Annualizing churn and why it compounds
A churn rate that looks small in a single month is deceptive because it compounds. To annualize a periodic rate correctly you do not multiply by twelve; you compound the survival rate: annualized churn equals 1 minus (1 minus the periodic rate) raised to the power of twelve divided by the period length in months. A steady 5% monthly churn is not 60% a year, it is about 46%, because each month only the survivors can churn. The cohort survival chart shows this decay curve directly, and the average customer lifetime, 1 divided by the periodic churn rate, falls straight out of it.
Pricing the cost of churn and what you can recover
Turn on the cost estimate to put a currency figure on churn. In customer mode, enter your average revenue per customer per period (ARPU); the calculator multiplies it by the customers lost to value the per-period loss, annualizes it, and divides ARPU by the churn rate to estimate lifetime value per customer. In revenue mode the churned amount is already the revenue lost. Set a target churn reduction and the tool estimates the annual revenue you would recover by hitting it.
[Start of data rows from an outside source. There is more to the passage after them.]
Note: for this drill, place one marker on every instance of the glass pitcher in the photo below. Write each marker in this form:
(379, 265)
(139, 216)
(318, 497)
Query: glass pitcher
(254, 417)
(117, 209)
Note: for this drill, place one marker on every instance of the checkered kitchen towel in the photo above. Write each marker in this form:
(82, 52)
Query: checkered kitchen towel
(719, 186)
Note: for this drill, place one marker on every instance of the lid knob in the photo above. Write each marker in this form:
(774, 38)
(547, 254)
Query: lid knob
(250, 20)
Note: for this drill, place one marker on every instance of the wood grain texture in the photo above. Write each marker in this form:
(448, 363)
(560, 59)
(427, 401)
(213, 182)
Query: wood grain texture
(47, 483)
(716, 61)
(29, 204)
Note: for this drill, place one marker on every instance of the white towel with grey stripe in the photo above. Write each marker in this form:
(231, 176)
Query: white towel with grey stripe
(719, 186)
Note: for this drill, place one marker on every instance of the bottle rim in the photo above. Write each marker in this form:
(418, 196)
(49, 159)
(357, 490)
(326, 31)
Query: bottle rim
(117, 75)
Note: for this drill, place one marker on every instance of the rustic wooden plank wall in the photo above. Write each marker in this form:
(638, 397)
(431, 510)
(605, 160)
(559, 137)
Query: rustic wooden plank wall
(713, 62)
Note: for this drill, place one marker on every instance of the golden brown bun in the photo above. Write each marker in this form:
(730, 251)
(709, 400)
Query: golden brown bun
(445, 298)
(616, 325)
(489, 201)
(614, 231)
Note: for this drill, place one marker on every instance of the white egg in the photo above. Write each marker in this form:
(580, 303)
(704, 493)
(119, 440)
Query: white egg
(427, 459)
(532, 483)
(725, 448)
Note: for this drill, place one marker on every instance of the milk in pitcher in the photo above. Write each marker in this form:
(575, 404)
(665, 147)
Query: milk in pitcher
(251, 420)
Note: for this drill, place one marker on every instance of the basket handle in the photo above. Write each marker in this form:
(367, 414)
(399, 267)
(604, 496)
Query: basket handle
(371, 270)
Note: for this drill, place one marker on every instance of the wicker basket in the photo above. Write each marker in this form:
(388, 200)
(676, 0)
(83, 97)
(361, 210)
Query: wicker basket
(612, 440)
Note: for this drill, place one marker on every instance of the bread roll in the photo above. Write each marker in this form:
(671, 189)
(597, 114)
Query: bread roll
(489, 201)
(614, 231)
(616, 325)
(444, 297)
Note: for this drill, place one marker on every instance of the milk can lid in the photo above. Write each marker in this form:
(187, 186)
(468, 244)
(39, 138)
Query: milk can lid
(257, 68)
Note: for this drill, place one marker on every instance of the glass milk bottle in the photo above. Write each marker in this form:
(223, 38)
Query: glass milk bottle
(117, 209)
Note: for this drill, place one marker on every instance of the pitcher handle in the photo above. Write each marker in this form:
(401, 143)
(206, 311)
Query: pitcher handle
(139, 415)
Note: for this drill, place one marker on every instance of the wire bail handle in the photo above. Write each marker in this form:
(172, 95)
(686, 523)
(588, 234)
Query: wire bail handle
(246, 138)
These are planning figures: real recovery depends on which customers you save and whether expansion revenue offsets the losses, but they make the business case for retention concrete.
Typical monthly churn benchmarks
| Monthly churn rate | Interpretation |
|---|---|
| Under 5% | Low |
| 5% to 10% | Moderate |
| Over 10% | High |
General reference ranges for subscription businesses; healthy churn varies by industry and contract length.
Frequently asked questions
How do I calculate churn rate?
Divide the number of customers you lost during a period by the number of customers you had at the start of that period, then multiply by 100. For example, losing 25 of 500 customers gives 25 ÷ 500 × 100 = 5% churn. For revenue churn, use recurring revenue lost over recurring revenue at the start instead.
What is the difference between customer churn and revenue churn?
Customer churn counts how many customers left as a share of the starting count. Revenue churn measures how much recurring revenue you lost, so it also captures downgrades and weights large accounts more heavily than small ones. A business can have low customer churn but high revenue churn if its biggest customers are the ones leaving.
How do I annualize a monthly churn rate?
Do not just multiply by twelve. Compound the survival rate: annualized churn equals 1 minus (1 minus the monthly rate) to the twelfth power. A 5% monthly churn annualizes to about 46%, not 60%, because each month only the remaining customers can churn.
What is a good churn rate?
It depends on your industry and pricing, but for most subscription businesses a monthly customer churn under about 5% is considered healthy, 5 to 10% is moderate, and consistently above 10% usually signals a retention problem worth investigating.
How much revenue can I recover by reducing churn?
Enter your average revenue per customer (or use revenue mode) and a target churn reduction. The calculator values the revenue you lose each year to churn, then multiplies by your target reduction to estimate annual recoverable revenue. It is a planning figure: actual recovery depends on which customers you retain.